Neither of us had been to Tahoe in a long time. Best we could figure was that it was about twenty years since we had taken the boys on a family snow trip. Tahoe though was a deep part of Betsey's history. While in college she had worked in one of the casinos as a restaurant hostess. Back then Tahoe rivaled Las Vegas. Vegas was The Strip, tawdry and broken down. Tahoe was hip. It was ski all day and party all night. Middle aged businessmen who drove Buicks and voted Republican went to Vegas. Tahoe was BMWs and environmental concern. The place was jumping, crowded with ski fit gamblers and casinos needed such a large workforce that being slightly underage to legally work in a gambling venue just meant they gave you a job in a bar or a restaurant. Betsey lived with dealers, croupiers, waitresses, pit bosses, slot machine repair men, the entire menu of gaming services personal.
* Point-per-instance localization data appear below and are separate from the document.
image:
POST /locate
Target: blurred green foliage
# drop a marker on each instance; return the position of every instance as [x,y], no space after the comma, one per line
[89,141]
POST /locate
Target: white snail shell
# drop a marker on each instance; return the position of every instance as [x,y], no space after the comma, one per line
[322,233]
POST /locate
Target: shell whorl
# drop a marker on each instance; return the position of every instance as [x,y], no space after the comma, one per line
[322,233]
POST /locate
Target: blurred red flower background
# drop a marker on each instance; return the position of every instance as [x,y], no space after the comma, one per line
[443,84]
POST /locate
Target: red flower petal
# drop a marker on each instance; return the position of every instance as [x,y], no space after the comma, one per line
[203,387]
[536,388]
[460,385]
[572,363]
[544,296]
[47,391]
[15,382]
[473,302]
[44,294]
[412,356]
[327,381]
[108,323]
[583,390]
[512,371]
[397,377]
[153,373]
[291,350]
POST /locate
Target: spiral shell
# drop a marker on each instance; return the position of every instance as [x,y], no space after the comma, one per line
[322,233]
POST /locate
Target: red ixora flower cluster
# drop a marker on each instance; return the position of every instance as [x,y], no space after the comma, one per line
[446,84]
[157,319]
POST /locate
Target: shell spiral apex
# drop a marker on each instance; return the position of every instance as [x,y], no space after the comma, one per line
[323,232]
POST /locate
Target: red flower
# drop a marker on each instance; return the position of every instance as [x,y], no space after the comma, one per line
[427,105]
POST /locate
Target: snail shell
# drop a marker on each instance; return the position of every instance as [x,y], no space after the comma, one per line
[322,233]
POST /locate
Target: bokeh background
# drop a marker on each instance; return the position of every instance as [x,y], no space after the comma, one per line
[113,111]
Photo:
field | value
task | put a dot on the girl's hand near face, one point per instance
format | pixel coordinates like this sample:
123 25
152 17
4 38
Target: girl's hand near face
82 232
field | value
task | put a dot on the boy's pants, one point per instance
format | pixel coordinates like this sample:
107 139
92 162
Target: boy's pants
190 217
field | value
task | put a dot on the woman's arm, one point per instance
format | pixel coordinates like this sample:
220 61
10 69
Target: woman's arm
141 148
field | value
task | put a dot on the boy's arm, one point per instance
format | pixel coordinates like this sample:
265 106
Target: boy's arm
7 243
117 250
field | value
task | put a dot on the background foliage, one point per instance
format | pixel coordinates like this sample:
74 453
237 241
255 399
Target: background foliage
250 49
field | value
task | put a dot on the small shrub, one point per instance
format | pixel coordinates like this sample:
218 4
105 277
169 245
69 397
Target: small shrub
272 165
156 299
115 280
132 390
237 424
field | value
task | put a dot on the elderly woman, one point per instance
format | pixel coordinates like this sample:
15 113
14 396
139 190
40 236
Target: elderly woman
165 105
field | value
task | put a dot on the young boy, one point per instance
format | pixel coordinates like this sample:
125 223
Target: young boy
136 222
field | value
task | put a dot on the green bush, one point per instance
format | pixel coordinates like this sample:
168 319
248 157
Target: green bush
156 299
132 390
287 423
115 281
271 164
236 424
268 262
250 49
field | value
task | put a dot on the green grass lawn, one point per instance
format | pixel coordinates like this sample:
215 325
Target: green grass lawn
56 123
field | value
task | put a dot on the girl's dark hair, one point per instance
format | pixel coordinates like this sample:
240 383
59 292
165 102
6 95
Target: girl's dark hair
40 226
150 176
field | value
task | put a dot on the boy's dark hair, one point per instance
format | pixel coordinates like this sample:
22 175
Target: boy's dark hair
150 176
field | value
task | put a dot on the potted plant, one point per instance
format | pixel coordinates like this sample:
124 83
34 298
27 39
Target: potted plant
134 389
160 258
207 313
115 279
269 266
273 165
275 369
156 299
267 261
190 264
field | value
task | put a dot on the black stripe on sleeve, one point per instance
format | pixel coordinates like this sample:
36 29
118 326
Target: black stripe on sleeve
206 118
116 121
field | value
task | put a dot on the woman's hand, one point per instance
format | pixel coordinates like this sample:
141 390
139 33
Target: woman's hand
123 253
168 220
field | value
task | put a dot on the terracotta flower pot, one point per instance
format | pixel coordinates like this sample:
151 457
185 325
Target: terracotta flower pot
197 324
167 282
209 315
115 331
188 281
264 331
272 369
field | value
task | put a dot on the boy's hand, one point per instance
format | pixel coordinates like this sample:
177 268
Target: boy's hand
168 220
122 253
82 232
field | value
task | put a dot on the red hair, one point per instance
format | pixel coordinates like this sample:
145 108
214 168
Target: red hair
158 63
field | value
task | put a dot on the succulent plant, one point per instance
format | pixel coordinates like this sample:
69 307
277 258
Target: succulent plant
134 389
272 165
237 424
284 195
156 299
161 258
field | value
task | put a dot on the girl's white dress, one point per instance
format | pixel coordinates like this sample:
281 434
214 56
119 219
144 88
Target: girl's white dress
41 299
Which was why we were really surprised to see how quiet the South Shore was when at last we swung off Highway 50 and into town. Traffic was minimal, no one was on the streets and when we crossed Stateline into the Nevada side Harvey's, the Hyatt, and the other casino hotels all looked ready to be boarded up. True, this was late in the ski season, but the ski runs were still open. The weather was beautiful, warm with just a touch of cool to remind you how high above sea level you truly were.
Where was everyone?

To make matters sadder, the BMWs were gone. Hell there weren't even Buicks. It was all pick up trucks and ratty looking minivans. The only sign of a spring break contingent was a solitary volleyball game on the lake beach. I know Tahoe isn't a huge spring break local for collegians, but in the past it always drew a good number of them.There seemed to be no life, no excitement in the air. It could just as easily been a cool day in Laughlin.

We drove around getting the timing for the tour and locations to stop at settled. Next we checked into the hotel we had booked, a Holiday Inn Express. We had booked it when we decided to make this an overnight, not even considering the big hotels because we assumed they would be booked up. I'm sure they would have loved to have us, cane, knee scooter, and all. As it was, the Holiday Inn Express folks were happy as all get out to assist us when Betsey asked for a room on the ground floor to accommodate her mobility challenged husband. I believe the phrase used was "pick which one you want".

The experiment with car travel had gone well. It was more comfortable to ride without the shoe on the bad foot, but I had no problem either with the travel or putting the shoe back on when stopped. I was able to walk around with only the cane for support and at times even walked without the cane. I was feeling pretty darn good about things.

For dinner we opted for the indigenous food of the region, the casino buffet. More accurately it was the $17.99 surf and turf special at the Lakeside Inn Casino. Walking into the casino we were greeted with the unmistakable aroma of the gaming room. Cigarette smoke, spilled liquor, and overuse of perfume combined with the air-conditioned accented scent of failure and greed. Oh yeah, now I remembered why I didn't like Nevada casinos. We made our way to the restaurant. Instead of fresh faced college kids looking to make some extra bucks, it was staffed with veteran hash slingers hoping to make this week's rent. But the surf and turf was quite good and a bargain to boot.



The next morning I had been thinking of going to the Red Hut Waffle House, a near legendary diner on the outskirts of South Shore that for years had been the hangout of the gaming industry workers. Finding out the Holiday Inn Express served a complimentary breakfast made it easier to chose to not be disappointed to find the Red Hut a ghost of it's former self. Coffee, yogurt, and losing out on the last banana and we were back in the car, headed home.

All in all a pretty successful trip. Betsey accomplished routing out all the possibilities for her tour and I found I could make a four hour car ride without needing hospitalization. A nice way to spend spring break.